We should go back to the basic concept of the business enterprise, not just as an economic machine, but a community of persons who get together to promote the good of one another as they produce or market a good or service to the public. Those who start a business are first and foremost human beings before they are business people. Every human being has to always consider how, in his individual decisions and actuations, he is contributing to the common good. This is a requirement of our very nature as rational creatures with a free will. All these debates about the primacy of profit will stop if we start with the very premise that every business is a community of persons who have a responsibility to one another.
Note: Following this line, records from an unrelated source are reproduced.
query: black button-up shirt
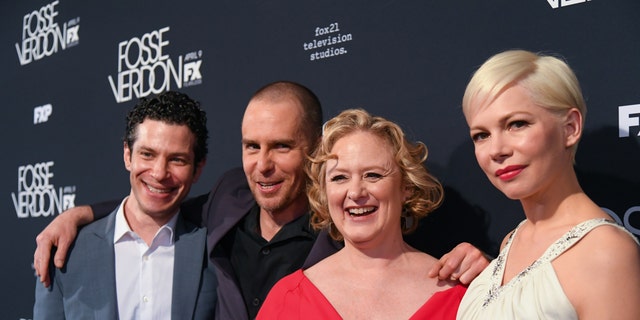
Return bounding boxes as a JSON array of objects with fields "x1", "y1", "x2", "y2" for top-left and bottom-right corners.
[{"x1": 222, "y1": 205, "x2": 316, "y2": 319}]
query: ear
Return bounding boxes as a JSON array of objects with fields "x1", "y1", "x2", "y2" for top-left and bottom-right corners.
[
  {"x1": 193, "y1": 159, "x2": 207, "y2": 183},
  {"x1": 122, "y1": 142, "x2": 131, "y2": 171},
  {"x1": 404, "y1": 184, "x2": 413, "y2": 201},
  {"x1": 563, "y1": 108, "x2": 582, "y2": 148}
]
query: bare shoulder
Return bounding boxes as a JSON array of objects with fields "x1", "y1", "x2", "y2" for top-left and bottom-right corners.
[
  {"x1": 569, "y1": 225, "x2": 640, "y2": 277},
  {"x1": 581, "y1": 225, "x2": 640, "y2": 258}
]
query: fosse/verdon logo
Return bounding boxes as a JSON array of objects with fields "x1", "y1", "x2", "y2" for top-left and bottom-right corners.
[
  {"x1": 618, "y1": 104, "x2": 640, "y2": 138},
  {"x1": 33, "y1": 103, "x2": 53, "y2": 124},
  {"x1": 16, "y1": 0, "x2": 80, "y2": 65},
  {"x1": 11, "y1": 161, "x2": 76, "y2": 218},
  {"x1": 547, "y1": 0, "x2": 591, "y2": 9},
  {"x1": 108, "y1": 27, "x2": 202, "y2": 103}
]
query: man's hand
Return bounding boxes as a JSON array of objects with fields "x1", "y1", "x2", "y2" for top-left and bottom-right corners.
[
  {"x1": 429, "y1": 242, "x2": 489, "y2": 285},
  {"x1": 33, "y1": 206, "x2": 93, "y2": 287}
]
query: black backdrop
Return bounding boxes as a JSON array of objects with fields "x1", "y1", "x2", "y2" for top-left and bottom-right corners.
[{"x1": 0, "y1": 0, "x2": 640, "y2": 319}]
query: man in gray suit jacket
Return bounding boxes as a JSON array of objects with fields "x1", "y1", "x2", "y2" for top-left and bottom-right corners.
[{"x1": 34, "y1": 92, "x2": 218, "y2": 319}]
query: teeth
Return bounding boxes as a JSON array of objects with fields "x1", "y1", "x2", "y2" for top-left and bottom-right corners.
[
  {"x1": 147, "y1": 185, "x2": 169, "y2": 193},
  {"x1": 349, "y1": 207, "x2": 375, "y2": 216}
]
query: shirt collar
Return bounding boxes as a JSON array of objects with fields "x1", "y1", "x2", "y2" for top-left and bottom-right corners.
[{"x1": 113, "y1": 196, "x2": 180, "y2": 245}]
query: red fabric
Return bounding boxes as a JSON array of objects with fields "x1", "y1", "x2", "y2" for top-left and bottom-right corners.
[{"x1": 257, "y1": 270, "x2": 467, "y2": 320}]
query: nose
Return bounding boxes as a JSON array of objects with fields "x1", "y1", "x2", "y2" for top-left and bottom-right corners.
[
  {"x1": 347, "y1": 179, "x2": 367, "y2": 201},
  {"x1": 257, "y1": 150, "x2": 273, "y2": 174},
  {"x1": 489, "y1": 134, "x2": 511, "y2": 163},
  {"x1": 151, "y1": 158, "x2": 169, "y2": 181}
]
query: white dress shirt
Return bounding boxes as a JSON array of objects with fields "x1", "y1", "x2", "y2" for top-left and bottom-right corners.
[{"x1": 113, "y1": 198, "x2": 178, "y2": 319}]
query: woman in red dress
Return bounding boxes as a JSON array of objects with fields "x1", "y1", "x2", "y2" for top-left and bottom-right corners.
[{"x1": 258, "y1": 109, "x2": 466, "y2": 319}]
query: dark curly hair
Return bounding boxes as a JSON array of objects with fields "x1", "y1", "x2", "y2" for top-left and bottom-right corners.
[{"x1": 124, "y1": 91, "x2": 209, "y2": 164}]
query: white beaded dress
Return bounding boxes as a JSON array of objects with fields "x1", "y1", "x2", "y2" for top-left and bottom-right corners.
[{"x1": 457, "y1": 218, "x2": 638, "y2": 320}]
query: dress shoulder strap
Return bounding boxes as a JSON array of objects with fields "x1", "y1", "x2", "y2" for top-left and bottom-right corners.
[{"x1": 539, "y1": 218, "x2": 638, "y2": 262}]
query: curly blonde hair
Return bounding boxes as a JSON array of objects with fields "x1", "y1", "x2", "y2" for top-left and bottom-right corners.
[{"x1": 305, "y1": 109, "x2": 444, "y2": 241}]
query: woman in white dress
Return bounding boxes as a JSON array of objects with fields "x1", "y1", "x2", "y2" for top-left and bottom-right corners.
[{"x1": 458, "y1": 50, "x2": 640, "y2": 320}]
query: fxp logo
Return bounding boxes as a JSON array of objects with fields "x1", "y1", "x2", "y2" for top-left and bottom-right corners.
[
  {"x1": 547, "y1": 0, "x2": 591, "y2": 9},
  {"x1": 618, "y1": 104, "x2": 640, "y2": 138}
]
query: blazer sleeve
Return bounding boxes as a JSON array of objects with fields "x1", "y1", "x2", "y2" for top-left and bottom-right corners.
[{"x1": 89, "y1": 199, "x2": 122, "y2": 221}]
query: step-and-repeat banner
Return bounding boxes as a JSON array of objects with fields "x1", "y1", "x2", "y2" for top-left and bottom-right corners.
[{"x1": 0, "y1": 0, "x2": 640, "y2": 319}]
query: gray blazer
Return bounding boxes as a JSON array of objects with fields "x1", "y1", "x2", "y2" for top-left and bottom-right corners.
[{"x1": 33, "y1": 209, "x2": 218, "y2": 320}]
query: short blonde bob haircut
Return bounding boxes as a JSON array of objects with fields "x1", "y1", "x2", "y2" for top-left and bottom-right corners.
[
  {"x1": 462, "y1": 50, "x2": 587, "y2": 157},
  {"x1": 305, "y1": 109, "x2": 443, "y2": 241}
]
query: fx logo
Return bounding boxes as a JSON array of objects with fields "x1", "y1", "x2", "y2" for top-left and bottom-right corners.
[
  {"x1": 33, "y1": 103, "x2": 53, "y2": 124},
  {"x1": 618, "y1": 104, "x2": 640, "y2": 138},
  {"x1": 183, "y1": 60, "x2": 202, "y2": 82},
  {"x1": 547, "y1": 0, "x2": 590, "y2": 9},
  {"x1": 67, "y1": 25, "x2": 80, "y2": 44}
]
Obviously, a business cannot be sustainable unless a minimum of profit is made from its operations. But this is very different from saying that every business must try to make the maximum profit possible, despite its inability to promote a minimum of human welfare for its various stakeholders.
It is about time that we radically change our conception of business that assigns the highest priority to those who provide the equity for its establishment and continued operation. True, a minimum of what is known as the Rate of Return on Equity (ROE) is needed to be sustained if a business is not to close down. But given that minimum (which can be sometimes far lower than what profit maximization may make possible), the interests of the other stakeholders (especially the rank-and-file workers, the professional managers and outside suppliers of goods and services) must be given equal if not greater importance. It cannot be a valid argument that profit maximization should be given priority just because it is the easiest to quantify in cost-benefit terms. I end by quoting a dissenter who argues that “Straying too far from focusing on profits would be a serious mistake” (Geoffrey Owen writing for the Financial Times, August 28, 2019): “There are also situations in which companies should ‘do the right thing’ even though there is no legal obligation to do so and the decision may lead to reduced profits.” Given the sad experiences with free-market capitalism in the last twenty years, I am of the opinion that these situations are too many to count today.